Cinéma suisse, tendance village global
Les 3e «Prix du Cinéma suisse» ont été décernés mercredi soir en marge des 35èmes Journées cinématographiques de Soleure. Avec à l'arrivée des lauréats bien bigarrés...
Les 3e «Prix du Cinéma suisse» ont été décernés mercredi soir en marge des 35èmes Journées cinématographiques de Soleure. Avec à l’arrivée des lauréats bien bigarrés…
Commençons par la catégorie reine: le prix de la meilleure fiction a été décerné à «Emporte-moi» de la Léa Pool (photo). Son film le plus personnel, selon ses propres mots, autobiographique peut-être, une histoire vécue en Suisse et retranscrite dans un contexte canadien, puisque c’est là que cette Genevoise de naissance vit depuis 1975.
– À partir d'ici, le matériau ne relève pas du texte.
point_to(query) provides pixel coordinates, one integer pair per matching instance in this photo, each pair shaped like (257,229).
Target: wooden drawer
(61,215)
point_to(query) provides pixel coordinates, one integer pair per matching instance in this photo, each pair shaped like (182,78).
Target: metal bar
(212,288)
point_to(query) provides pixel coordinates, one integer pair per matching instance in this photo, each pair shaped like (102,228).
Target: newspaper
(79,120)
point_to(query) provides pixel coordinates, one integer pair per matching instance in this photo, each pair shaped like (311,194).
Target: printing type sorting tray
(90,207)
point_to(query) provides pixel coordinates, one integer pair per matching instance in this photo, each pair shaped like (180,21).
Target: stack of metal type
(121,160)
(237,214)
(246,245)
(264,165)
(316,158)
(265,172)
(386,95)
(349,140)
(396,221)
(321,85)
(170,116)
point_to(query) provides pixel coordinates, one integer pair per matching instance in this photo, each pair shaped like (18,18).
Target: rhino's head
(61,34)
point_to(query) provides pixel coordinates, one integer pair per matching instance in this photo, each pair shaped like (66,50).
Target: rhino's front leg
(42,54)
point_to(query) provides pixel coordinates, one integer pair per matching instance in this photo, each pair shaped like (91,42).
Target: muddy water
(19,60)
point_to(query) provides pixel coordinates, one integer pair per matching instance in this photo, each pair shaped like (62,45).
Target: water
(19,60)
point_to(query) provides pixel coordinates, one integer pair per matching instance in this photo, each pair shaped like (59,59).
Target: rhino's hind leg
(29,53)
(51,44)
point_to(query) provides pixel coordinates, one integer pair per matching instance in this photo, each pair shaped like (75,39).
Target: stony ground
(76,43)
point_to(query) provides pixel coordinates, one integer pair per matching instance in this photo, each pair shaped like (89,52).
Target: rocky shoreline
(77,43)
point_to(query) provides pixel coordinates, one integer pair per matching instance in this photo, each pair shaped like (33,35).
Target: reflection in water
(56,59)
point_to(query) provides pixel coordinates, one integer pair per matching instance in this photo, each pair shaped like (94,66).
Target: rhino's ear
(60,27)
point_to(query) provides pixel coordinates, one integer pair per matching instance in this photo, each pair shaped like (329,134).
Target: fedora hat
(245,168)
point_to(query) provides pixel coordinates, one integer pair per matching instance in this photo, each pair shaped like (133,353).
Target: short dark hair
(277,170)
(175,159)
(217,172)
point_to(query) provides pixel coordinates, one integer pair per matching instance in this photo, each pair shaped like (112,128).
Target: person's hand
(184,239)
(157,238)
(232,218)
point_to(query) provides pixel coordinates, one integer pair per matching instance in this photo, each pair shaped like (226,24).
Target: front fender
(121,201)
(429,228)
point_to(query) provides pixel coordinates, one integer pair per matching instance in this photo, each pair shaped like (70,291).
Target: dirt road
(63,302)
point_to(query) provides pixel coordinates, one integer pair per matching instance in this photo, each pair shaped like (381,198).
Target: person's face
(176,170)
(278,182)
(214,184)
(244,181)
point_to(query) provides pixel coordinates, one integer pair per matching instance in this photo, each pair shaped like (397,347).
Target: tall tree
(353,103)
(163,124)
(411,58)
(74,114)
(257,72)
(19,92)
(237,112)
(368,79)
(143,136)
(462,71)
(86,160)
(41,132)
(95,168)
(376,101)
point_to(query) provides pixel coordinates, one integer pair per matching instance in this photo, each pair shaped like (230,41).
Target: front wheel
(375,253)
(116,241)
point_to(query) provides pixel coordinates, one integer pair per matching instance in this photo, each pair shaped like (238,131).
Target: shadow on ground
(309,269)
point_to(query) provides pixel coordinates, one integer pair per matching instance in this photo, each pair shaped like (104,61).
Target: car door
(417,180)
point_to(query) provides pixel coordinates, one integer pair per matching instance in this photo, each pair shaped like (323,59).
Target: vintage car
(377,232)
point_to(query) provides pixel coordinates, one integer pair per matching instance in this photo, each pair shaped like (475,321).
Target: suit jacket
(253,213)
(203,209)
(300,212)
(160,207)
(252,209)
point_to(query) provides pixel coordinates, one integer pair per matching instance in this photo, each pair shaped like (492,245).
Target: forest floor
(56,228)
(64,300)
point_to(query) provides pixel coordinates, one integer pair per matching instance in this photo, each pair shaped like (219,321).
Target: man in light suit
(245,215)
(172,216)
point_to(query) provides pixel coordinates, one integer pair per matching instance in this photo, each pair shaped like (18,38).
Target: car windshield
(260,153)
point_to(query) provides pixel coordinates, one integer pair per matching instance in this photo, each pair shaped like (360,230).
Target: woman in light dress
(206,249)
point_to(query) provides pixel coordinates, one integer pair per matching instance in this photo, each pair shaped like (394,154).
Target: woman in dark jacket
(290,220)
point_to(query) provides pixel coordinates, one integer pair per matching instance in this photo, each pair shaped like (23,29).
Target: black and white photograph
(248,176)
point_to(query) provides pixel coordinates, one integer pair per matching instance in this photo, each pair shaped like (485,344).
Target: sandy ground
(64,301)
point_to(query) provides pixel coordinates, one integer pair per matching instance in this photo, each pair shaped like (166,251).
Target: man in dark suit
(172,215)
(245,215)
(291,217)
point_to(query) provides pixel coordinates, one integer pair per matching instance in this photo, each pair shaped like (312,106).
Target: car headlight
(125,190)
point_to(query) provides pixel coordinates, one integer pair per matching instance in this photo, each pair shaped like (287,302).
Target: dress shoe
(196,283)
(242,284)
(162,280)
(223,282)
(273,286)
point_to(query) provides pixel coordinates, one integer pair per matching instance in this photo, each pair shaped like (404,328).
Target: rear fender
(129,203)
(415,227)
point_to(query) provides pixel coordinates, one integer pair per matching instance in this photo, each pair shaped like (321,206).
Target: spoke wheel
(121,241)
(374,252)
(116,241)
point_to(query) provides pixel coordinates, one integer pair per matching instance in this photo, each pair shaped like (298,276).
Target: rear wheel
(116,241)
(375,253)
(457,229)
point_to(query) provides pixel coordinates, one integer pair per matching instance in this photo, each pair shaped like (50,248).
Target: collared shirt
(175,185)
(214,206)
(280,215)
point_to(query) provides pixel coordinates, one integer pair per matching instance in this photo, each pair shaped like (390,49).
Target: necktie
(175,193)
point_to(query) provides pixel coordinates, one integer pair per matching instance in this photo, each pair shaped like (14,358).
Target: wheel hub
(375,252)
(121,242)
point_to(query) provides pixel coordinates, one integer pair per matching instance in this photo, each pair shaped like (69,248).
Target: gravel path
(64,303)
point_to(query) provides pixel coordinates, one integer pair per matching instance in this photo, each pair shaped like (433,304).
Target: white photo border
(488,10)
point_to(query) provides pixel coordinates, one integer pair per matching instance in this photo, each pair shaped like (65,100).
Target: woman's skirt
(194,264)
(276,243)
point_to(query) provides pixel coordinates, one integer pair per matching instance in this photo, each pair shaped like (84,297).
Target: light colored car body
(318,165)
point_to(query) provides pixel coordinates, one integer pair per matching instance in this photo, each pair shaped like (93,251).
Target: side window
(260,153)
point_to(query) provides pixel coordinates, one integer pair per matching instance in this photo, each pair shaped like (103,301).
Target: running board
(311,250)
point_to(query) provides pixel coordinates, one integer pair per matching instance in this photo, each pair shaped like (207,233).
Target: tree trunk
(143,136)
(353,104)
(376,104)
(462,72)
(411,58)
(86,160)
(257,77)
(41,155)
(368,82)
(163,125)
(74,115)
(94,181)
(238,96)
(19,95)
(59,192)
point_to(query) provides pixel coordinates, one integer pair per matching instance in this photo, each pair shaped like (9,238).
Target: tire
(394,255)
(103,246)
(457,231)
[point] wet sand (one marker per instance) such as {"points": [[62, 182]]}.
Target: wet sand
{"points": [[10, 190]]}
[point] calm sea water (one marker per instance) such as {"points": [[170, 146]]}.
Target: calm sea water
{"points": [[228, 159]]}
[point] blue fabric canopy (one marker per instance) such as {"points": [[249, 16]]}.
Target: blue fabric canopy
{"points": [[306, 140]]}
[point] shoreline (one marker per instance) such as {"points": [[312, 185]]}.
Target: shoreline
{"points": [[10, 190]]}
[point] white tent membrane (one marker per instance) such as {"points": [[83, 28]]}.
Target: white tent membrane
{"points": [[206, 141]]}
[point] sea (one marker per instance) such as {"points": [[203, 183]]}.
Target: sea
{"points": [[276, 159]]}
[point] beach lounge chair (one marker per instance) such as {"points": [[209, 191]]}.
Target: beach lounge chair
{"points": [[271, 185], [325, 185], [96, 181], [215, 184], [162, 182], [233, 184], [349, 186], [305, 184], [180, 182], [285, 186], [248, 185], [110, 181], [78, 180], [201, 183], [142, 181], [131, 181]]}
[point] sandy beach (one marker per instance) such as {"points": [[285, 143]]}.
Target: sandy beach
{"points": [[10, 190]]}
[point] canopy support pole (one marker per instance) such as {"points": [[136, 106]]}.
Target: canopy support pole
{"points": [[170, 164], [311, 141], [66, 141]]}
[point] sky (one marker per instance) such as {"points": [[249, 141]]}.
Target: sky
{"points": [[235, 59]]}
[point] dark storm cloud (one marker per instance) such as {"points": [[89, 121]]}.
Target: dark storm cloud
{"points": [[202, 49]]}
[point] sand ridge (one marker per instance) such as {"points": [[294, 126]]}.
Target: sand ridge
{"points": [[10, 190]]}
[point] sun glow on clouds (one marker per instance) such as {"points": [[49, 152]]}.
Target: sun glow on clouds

Côté court-métrage, le prix est allé à «Babami hirsizlar caldi», «Stolen Father» dans la langue de Mick Jagger, «Voleurs de père» dans celle de Michel Sardou. Un film bref et fort, évoquant le traumatisme d’un enfant qui voit son père disparaître, enlevé par la police secrète, et qui le reconstruit à sa façon. Une oeuvre signée par la jeune Esen Isik, née à Istanbul.
Pour la première fois, le «Prix du cinéma suisse» récompensait également des comédiens. Meilleure interprète féminine: Delphine Lanza, née à Annecy, France, pour le rôle de Lorette dans «Attention aux chiens», de Christophe Marzal. Delphine Lanza qui depuis plusieurs années arpente les planches de différents théâtres genevois et lausannois.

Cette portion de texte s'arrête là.